By Rob DeHollander, managing principal, DeHollander & Janse Financial Group
In my career, I’ve worked with a lot of families and business owners over the years. The typical cycle of wealth creation involves growth, preservation, and eventual distribution of assets as a financial legacy. I’ll address the legacy step in a future column. This month, I’d like to address the preservation step, particularly as it relates to health care. This is often one of the hardest and most often overlooked financial planning steps for many clients. There is an emotional bias against this area of planning, especially for successful individuals. Who wants to think about the idea that someday they may experience diminished physical or cognitive ability? It can be a hard conversation, but it is a critical one to have with your loved ones.
Moving beyond fear
Most of us are aware that life expectancies are on the rise. However, we avoid thinking about getting older, getting sick, and having to pay for health care for a prolonged period. Medicare and Medigap premiums, deductibles, and copayments alone can consume a significant portion of your income. And long-term care expenses can quickly drain even a large nest egg.
Here are four questions to help get the process started:
What were your parents’ health care experiences like?

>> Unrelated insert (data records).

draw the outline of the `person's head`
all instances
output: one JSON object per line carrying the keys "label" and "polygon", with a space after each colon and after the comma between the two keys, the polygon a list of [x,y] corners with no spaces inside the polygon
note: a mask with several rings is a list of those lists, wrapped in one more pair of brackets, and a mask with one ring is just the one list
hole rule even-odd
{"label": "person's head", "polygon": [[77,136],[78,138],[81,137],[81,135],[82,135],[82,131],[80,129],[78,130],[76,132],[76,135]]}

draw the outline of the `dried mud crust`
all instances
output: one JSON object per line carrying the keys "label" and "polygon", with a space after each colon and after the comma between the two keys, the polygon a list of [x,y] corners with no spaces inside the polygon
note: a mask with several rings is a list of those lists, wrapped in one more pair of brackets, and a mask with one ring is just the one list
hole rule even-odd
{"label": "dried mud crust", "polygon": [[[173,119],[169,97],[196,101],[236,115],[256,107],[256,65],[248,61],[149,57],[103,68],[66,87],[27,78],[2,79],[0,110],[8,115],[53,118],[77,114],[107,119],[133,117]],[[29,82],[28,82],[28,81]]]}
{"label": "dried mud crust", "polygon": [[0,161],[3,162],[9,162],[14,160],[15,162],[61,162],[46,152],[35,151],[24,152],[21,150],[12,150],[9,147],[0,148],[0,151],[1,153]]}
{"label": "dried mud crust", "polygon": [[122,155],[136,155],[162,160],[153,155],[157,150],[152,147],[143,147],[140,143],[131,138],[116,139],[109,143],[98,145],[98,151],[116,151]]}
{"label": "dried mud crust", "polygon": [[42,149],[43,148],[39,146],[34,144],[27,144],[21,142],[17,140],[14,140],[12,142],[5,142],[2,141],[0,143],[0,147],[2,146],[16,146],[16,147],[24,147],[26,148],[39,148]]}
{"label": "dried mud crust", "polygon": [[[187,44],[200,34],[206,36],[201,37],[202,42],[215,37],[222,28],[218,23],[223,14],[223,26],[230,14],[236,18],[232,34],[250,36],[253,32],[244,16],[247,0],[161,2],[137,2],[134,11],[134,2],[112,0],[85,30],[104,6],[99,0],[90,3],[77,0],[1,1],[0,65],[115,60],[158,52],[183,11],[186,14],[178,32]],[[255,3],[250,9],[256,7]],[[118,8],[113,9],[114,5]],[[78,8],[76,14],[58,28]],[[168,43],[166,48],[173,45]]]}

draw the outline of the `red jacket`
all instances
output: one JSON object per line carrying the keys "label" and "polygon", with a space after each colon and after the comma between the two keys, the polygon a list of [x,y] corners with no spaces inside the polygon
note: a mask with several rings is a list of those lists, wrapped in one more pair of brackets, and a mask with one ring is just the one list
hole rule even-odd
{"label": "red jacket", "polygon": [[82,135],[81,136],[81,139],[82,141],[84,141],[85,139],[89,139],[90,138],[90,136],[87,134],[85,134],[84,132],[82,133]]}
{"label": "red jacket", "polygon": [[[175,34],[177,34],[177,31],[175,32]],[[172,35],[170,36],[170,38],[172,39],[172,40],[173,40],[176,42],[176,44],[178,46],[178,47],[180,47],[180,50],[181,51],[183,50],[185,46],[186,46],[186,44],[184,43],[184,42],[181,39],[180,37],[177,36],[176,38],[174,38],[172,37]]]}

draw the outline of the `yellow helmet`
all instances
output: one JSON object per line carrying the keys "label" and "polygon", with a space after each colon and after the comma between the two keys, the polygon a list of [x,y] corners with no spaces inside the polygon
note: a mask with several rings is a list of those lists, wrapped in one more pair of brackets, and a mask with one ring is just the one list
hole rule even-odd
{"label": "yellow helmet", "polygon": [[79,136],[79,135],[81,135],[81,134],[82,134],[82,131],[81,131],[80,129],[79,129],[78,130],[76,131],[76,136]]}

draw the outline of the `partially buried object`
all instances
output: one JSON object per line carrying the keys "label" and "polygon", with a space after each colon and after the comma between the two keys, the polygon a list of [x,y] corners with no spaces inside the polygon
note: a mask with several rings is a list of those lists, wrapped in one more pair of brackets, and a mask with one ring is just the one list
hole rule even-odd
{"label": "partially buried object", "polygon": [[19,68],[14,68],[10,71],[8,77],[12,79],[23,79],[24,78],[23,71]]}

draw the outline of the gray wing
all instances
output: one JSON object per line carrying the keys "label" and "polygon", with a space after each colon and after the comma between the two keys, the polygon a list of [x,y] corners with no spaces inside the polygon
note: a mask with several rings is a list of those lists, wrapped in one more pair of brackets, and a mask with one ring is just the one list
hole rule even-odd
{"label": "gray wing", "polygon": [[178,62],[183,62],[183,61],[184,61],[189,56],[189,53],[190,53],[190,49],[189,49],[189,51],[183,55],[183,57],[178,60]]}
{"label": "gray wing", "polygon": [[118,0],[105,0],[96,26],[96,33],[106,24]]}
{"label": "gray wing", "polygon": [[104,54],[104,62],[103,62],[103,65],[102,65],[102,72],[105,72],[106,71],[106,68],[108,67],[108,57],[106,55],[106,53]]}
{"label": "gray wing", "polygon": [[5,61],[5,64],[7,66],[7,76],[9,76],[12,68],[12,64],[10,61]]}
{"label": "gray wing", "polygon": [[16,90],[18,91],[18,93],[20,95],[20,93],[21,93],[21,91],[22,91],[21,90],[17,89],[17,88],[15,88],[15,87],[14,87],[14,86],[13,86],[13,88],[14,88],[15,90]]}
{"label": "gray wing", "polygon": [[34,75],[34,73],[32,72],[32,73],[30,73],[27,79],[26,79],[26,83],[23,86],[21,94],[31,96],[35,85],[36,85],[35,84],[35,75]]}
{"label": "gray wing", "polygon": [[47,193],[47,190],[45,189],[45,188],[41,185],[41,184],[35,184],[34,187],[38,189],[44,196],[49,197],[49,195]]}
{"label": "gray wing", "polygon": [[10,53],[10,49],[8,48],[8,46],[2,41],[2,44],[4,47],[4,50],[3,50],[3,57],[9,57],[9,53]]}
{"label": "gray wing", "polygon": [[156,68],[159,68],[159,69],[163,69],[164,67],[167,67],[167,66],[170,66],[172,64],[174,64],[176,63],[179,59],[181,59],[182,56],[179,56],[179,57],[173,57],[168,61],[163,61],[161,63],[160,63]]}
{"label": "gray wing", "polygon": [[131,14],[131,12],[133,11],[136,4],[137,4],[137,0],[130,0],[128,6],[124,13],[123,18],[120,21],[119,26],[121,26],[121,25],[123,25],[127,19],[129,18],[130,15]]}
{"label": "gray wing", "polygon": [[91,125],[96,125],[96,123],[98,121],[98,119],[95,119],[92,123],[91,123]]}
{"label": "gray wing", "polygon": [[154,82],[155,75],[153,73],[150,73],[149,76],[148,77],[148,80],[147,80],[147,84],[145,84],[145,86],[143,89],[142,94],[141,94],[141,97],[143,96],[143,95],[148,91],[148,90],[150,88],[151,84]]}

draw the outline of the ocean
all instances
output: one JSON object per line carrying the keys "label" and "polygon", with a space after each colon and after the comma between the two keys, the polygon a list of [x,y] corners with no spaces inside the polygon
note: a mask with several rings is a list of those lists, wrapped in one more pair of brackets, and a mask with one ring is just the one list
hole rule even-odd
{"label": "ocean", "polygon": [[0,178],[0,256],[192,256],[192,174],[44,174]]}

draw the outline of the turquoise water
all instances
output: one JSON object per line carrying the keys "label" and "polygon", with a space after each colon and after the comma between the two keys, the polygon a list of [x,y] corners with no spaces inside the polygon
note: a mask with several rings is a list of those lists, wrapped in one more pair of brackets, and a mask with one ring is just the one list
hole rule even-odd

Before you begin wrestling with your own goals and concerns, think about your family’s experience:
- How old were your grandparents when they died? What illnesses were common among other family members of their generation? You may remember that your grandmother was very forgetful, but you likely don’t remember a diagnosis of dementia.
- Does longevity run in your family? Are your and your spouse’s parents still alive? Are they in good health, or are they declining physically or mentally?
- What were some lessons learned from your grandparents’ and parents’ final years? For example, did an uncle or aunt — or brother or sister — take on caregiving? How did the caregiver feel about that?
How and where do you want to live?
Next, consider how you want to age and how you want to use your assets for your care:
- Have you thought about long-term care and what it would cost?
- What resources do you have for funding health care?
- Have you thought about assisted living? If so, what type of assisted living or continuing care residence would offer you the lifestyle you want?
- If assisted living doesn’t appeal to you, have you considered selling your house and downsizing to a smaller and easier-to-maintain living space, such as a condominium?
- Will you rely on your children to be your caregivers? One child may be willing to be your caregiver, but has he or she considered how those duties will impact his or her employment and finances?
- Would you consider relocating to another part of the U.S.? Perhaps your children live in different states, but one of them is more than willing to serve as your future caregiver. Would you be willing to leave established friendships and activities to move where this son or daughter lives?
Whom do you trust?
Over time, most people experience some cognitive decline. Senior fraud has reached epidemic levels and can be devastating. Whom do you trust to manage your assets and carry out your financial plan if you are no longer able to?
After answering this key question, you’ll want to consider several related and equally important issues:
- Do you have basic estate planning documents, including a last will and testament, power of attorney (POA), and health care POA? If you do have these documents, how old are they? Do they need to be revised?
- When do you want your general durable POA to take effect — immediately or only years from today after you lose capacity?
- Do you have a revocable trust? If so, was it drafted and executed before the federal portability and increased exemption amounts became effective?
- Are the beneficiary designations on your assets correct and up to date? Remember: Those designations — not the terms of your will — determine the distribution of your assets.
What’s your family dynamic?
Finally, ask your children and heirs whether they will be able to put aside any long-standing differences and follow through with your wishes. This can be the most difficult question to answer objectively. Your children may not react well to the subject of your lifetime health care needs. Even though it’s a hard conversation, it’s one worth having. Your heirs will thank you for proactively planning and making these tough decisions clearer and easier when the time comes.
Robert DeHollander is a managing partner and co-founder of the DeHollander & Janse Financial Group in Greenville.